ぼそっと声に出してみる。すると、おじさんの顔が歪んだ。

「本当に、ずっと続かせることも出来るぞ」

 これは、おじさんじゃない。直感でそう思ったが、どうやってこの状況を打破すれば良いのかわからない。自分で自分の夢を食うことが出来るのかもわからなかったし、これは奴らの介入があるという確信があるから出来れば逃したくない。やるんだ。覚悟を決めろ、夢野獏。

「食らうぞ、この悪夢———」

「あら、食べていいの? 貴方たちは、トワイライト・ゾーンの一人を倒して浮かばれてるってところなのかしら」

 声のした方角に振り向くと、白いワンピースと黒髪がよく似合う美女が居た。

「……お前も、トワイライト・ゾーンなのか?」

「口の利き方には気をつけた方が良いわよ。でも、正解ね。私は貴方を始末するためにこの夢を見せている。ここでの貴方は、一人よ」

長い黒髪をかきあげて、余裕そうな態度の女。

「……でも、お前を倒せば出られるんだよな」

「そうね。
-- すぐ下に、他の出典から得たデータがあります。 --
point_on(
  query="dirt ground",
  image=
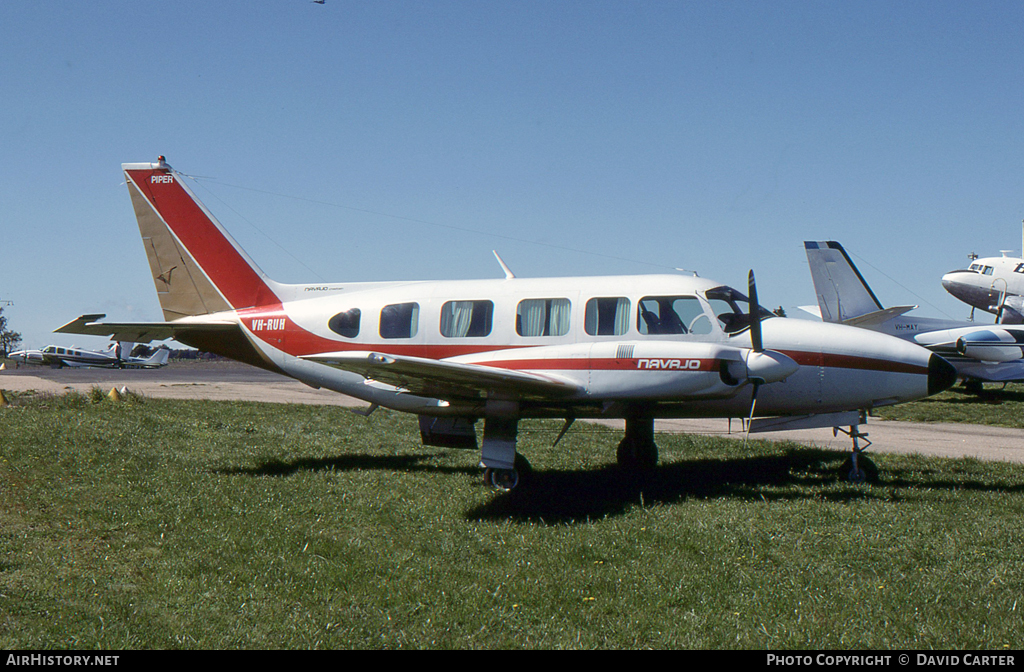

だけど、暴力は勧めないわ。今この夢の主導権を握っているのは私なんだから」

 どうしたらいいのか考えてみても、これはもう外からの介入がない限り脱出は難しいだろう。ドリーム・イーターズの皆に賭けるしかない。俺は今ここでピンチだと、誰かに伝われば————

「残念だけど、保健室で寝ている貴方に助けは来ないと思うわ」

「……おい、待て。何で俺が保健室で寝ていることを知ってるんだよ」

「何でかは、自分で考えることね」

 可能性としては、見た目は全く違うが新海先生がこいつである、というのが最も有力だろう。それなら全ての行動の辻褄も合うし。だとしたら、トワイライト・ゾーンはこの学校に刺客を放っていることになる。思ったより影響力の大きな組織なのかもしれない。正直、怖い。そんな組織と戦って、無事でいられる訳がない。だが、ここでこいつを倒さないことにはそもそも目覚めることが出来ない。やるんだ、夢野獏。

「食うぞ」

「忠告はしたわよ。どうなっても知らないから」

「……お前は食わない。食うのは、俺だけだ」

 俺が脱出するだけなら、自分で自分を食べてしまうのが一番手っ取り早い。